There are so many things to praise about Isle of Dogs. First, the animation is just tremendous. I honestly don’t know how they were able to do the fur and make it seem so lush and textured. These are not the clay figures of Rankin Bass or other old-school stop motion animated animals. It blew me away. I also loved the textures in all the backdrops and props. There are a lot of scenes behind walls of glass and the colors reminded me of a Chihuly art glass exhibit. Simply stunning! They could have used bare-bones backgrounds but they chose to go the extra mile and fill the screen with textured details and color. If the Academy wasn’t so closed minded I could see it getting nominated for best production design.

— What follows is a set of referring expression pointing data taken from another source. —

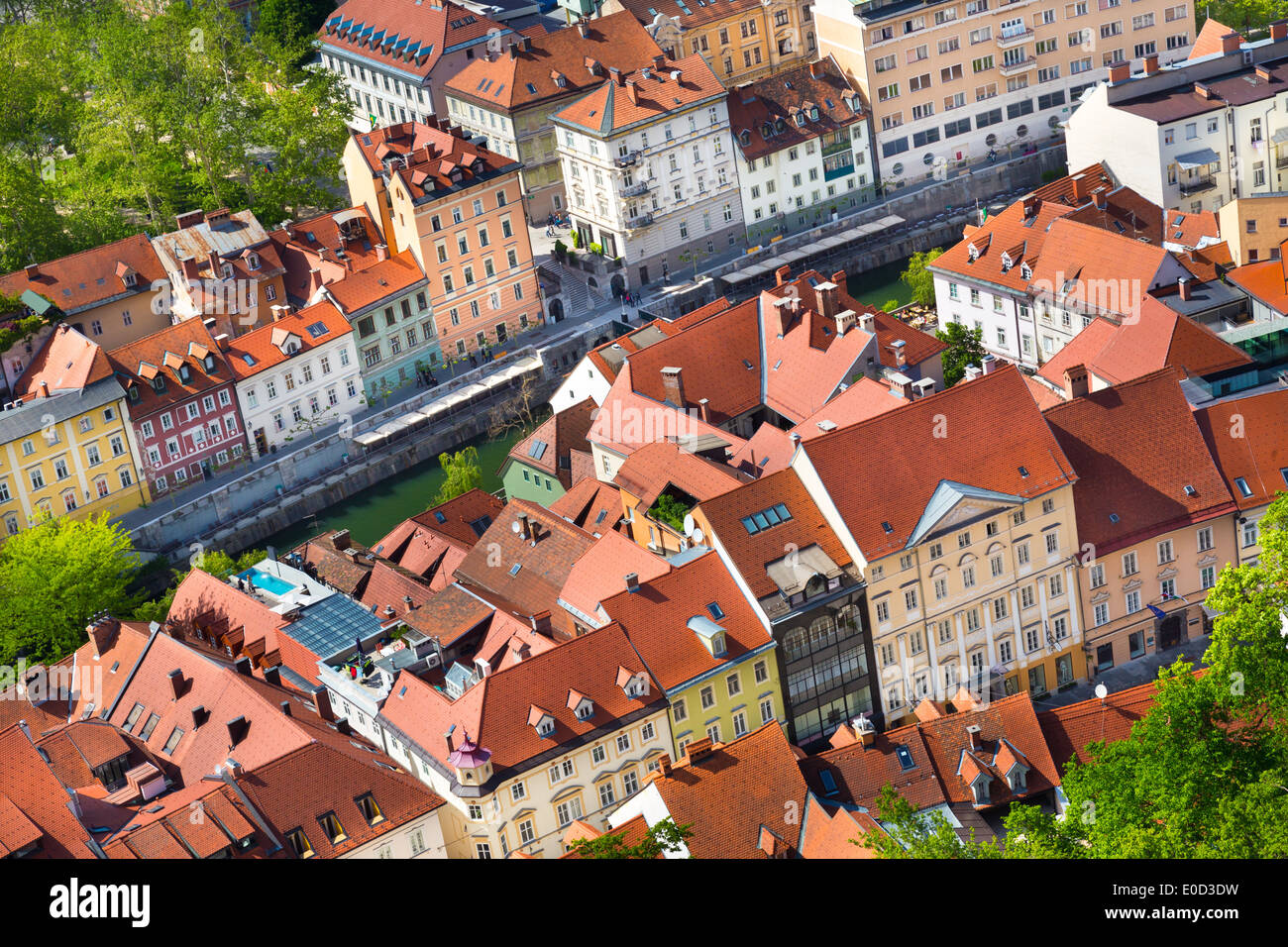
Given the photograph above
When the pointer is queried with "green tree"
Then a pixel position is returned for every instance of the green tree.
(919, 279)
(56, 575)
(965, 347)
(463, 474)
(658, 840)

The voice cast is also fantastic with many Anderson regulars such as Bryan Cranston, Edward Norton, Bill Murray, Jeff Goldblum, Greta Gerwig, Tilda Swinton and many more. It is narrated by Courtney B Vance and the music is superb by Alexandre Desplat.
I suppose if someone were to push me for flaws in Isle of Dogs I would admit that a white savior trope is applied to the story in an unnecessary way. Anderson makes the choice to have the Japanese characters speak Japanese with little to no subtitles, which I thought was really neat. However, it necessitated having an English character confront Kobayashi so that we would know what she was doing. I’m not sure how he could have gotten around that, but I can see why some would complain about it.

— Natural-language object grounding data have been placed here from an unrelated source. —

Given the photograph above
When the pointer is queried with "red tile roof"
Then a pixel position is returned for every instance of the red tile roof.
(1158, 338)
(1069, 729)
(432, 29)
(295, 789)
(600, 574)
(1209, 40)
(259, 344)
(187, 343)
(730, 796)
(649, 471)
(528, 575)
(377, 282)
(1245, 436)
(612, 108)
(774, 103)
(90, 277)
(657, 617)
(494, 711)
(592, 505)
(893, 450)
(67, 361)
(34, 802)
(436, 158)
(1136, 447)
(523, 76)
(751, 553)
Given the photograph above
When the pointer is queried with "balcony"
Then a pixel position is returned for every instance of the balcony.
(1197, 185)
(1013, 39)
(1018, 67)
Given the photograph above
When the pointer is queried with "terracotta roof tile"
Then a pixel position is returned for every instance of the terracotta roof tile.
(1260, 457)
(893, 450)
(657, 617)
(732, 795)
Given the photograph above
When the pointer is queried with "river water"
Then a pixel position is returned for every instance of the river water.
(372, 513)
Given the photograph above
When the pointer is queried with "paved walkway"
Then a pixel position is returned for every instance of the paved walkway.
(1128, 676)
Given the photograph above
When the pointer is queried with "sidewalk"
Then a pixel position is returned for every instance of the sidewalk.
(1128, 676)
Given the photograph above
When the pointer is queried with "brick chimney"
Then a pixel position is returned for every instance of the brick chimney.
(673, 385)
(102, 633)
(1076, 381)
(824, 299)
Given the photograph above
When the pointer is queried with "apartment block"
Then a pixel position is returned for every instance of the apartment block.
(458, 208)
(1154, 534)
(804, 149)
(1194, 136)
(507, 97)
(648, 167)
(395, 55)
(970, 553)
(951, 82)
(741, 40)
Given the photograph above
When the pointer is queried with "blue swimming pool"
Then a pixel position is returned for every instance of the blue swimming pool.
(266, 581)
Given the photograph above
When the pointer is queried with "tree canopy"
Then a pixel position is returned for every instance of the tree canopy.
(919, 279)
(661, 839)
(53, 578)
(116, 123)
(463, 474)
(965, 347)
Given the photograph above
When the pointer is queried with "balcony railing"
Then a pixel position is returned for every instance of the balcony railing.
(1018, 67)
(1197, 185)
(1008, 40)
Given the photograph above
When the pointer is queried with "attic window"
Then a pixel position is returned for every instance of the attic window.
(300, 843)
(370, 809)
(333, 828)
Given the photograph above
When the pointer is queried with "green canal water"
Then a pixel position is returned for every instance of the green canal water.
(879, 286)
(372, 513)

It’s also not supposed to be an accurate depiction of Japanese life. It reminded me of anime in that regard. Films like Akira or Ghost in the Shell also use Japan as a dystopian futuristic background to tell their stories, so any cultural appropriation should be taken with a massive grain of salt. Any culture should be allowed to have a wide variety of takes and stories set in it, so I don’t think it is a problem but I’m not Japanese. It will be interesting to see the response to this film over there. I could see them being offended or flattered. It was cool at least that Anderson took some risks with language and storytelling that made it unpredictable to watch.
Like I said in my intro, if you watched the trailer for Isle of Dogs and responded positively to it then you should definitely see it. I’m certainly glad I did, and I look forward to seeing it multiple times. Incredibles 2 has a tall order to top it in my best animated film of the year list. We will see!